Caspar could not openly say how rebellious he felt to the idea. “I suppose if he hadn’t got the peerage, it would be easier.”
“For him? For you? What would be easier?” Greaves hated imprecision.
“He says it’ll be all right for Boy to take over the family business, but only in a remote way, as a sort of figurehead.”
“A figurehead with no head for figures!” Greaves laughed.
Caspar did not even smile. “It’s a joke I can’t share, I’m afraid, sir.”
Greaves pulled an amused face. “Jealousy?” he asked, thinking it absurd for Caspar to be so solemn, at his tender age. He was surprised at the way the boy bristled.
“And it’s a joke they won’t share when they are thrown out of work in Stevenstown, either, sir.”

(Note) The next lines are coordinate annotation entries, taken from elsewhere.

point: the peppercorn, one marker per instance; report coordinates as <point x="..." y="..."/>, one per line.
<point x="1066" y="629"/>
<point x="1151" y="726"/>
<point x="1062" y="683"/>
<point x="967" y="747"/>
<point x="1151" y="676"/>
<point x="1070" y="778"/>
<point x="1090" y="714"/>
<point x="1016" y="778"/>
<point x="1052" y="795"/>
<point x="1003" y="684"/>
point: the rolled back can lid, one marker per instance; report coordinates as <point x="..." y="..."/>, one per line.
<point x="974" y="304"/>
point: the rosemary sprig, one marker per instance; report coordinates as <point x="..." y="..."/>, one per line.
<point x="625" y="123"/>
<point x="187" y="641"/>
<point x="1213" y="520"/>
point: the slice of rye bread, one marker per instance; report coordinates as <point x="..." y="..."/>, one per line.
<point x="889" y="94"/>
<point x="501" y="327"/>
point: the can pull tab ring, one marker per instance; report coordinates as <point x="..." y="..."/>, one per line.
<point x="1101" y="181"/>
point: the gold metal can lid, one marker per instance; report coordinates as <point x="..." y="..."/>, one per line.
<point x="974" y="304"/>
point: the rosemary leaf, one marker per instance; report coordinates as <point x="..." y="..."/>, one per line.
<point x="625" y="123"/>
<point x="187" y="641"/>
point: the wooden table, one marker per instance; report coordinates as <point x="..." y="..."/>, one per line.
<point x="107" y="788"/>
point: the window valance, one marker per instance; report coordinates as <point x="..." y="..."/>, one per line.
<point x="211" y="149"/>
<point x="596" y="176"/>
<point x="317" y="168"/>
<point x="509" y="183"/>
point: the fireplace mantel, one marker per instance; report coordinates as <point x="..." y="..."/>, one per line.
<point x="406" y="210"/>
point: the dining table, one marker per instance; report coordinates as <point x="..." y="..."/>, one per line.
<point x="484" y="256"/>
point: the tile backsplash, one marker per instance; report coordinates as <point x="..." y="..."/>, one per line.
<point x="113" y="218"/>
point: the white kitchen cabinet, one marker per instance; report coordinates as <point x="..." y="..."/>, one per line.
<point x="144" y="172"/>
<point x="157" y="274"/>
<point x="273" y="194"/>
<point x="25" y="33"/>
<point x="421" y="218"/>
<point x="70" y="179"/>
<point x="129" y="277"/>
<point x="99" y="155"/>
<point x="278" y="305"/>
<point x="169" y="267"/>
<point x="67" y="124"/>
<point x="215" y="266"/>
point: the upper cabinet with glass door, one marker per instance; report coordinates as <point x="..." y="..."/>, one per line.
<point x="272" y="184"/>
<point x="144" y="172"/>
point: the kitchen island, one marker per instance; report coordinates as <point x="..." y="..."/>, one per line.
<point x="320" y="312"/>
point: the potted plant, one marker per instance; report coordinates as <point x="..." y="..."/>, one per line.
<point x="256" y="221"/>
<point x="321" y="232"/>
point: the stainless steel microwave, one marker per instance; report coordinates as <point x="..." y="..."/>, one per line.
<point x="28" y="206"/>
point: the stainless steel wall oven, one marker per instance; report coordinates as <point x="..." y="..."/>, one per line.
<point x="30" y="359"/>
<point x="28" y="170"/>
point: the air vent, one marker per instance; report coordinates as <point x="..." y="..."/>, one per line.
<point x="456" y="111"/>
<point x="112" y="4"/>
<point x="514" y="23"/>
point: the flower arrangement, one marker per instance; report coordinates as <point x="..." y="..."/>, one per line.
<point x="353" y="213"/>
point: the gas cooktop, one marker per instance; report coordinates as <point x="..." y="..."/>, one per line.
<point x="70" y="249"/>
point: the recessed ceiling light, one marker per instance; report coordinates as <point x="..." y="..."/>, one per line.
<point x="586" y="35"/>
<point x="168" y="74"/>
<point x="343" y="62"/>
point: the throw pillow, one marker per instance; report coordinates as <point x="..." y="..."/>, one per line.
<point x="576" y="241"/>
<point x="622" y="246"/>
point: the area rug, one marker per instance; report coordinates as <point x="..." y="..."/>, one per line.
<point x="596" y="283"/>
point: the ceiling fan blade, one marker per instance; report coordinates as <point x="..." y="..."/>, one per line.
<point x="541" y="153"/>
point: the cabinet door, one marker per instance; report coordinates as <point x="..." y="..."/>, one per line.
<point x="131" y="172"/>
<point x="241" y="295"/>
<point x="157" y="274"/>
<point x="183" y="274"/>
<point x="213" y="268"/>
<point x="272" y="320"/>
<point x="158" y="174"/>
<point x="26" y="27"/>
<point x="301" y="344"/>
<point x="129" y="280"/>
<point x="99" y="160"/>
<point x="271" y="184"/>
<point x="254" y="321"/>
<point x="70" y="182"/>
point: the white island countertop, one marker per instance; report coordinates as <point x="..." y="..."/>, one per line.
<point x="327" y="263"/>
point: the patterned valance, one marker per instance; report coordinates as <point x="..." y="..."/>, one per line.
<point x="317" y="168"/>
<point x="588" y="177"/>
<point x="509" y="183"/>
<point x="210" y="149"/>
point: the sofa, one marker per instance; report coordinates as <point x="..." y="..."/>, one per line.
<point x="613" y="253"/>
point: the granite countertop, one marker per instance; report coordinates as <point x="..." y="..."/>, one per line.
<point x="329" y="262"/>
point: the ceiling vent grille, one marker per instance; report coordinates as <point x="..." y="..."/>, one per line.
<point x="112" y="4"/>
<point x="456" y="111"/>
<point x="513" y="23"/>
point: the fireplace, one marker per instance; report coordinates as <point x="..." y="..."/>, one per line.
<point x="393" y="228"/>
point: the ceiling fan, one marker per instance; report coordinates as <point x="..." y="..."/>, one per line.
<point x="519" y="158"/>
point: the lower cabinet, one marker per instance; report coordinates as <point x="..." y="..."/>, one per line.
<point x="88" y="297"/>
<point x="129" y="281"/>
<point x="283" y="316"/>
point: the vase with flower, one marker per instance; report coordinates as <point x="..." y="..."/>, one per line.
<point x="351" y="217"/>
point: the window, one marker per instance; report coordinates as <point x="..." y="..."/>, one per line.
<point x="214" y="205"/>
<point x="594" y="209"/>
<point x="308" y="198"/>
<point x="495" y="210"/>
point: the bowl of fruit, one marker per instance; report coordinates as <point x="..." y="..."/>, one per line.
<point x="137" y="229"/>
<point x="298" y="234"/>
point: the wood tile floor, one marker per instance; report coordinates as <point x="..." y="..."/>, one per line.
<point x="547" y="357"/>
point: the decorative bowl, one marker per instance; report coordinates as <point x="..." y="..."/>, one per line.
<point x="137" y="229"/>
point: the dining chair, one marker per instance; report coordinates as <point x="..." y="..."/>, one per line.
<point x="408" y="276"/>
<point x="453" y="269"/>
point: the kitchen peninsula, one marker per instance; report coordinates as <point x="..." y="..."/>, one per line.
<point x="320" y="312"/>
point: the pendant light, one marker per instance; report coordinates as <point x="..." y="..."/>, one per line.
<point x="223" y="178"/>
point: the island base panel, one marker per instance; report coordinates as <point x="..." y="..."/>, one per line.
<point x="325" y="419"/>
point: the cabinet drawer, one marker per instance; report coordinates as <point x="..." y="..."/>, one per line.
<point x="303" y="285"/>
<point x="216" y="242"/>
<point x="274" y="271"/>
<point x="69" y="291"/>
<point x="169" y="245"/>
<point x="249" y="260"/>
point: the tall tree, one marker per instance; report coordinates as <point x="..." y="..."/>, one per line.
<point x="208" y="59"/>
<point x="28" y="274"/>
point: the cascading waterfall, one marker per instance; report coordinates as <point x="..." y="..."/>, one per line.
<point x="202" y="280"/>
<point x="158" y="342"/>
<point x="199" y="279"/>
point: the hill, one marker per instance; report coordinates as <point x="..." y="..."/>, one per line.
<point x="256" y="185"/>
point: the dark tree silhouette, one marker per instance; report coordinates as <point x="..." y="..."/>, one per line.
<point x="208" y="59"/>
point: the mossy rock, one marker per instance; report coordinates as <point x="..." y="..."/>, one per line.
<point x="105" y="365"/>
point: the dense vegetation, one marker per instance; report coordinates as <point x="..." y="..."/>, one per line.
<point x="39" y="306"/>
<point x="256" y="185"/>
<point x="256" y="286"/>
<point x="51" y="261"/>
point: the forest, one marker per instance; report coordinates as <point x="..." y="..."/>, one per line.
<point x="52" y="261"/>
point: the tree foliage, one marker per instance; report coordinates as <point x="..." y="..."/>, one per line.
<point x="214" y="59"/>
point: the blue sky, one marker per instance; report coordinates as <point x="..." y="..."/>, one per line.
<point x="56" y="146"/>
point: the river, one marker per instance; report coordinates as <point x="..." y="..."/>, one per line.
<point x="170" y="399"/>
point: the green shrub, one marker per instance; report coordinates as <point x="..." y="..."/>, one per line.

“No.” Greaves was placatory now. “One can easily forget.”
“Boy can,” Caspar agreed. “I don’t think a day goes by without my thinking of the tens of thousands who depend on our firm for their livelihood. I doubt if the thought occurs to Boy from one year to the next. If it did, he’d distract himself by translating it into Latin in the style of Suetonius.”
Greaves laughed uproariously. “What an extraordinary fellow you are!” he said. “So—you want the family business?”
Caspar halted and looked at Greaves long enough and straight enough for the master to be sure he was hearing something important. “I want my own business, sir. Even if I had the family business, I would make it mine. I would change it.” Then he smiled.
Greaves drew a deep, thoughtful breath and resumed their stroll. He shook his head. “A hornet’s nest,” he said. “How long have I known you—three…four years? And yet I have never known you.”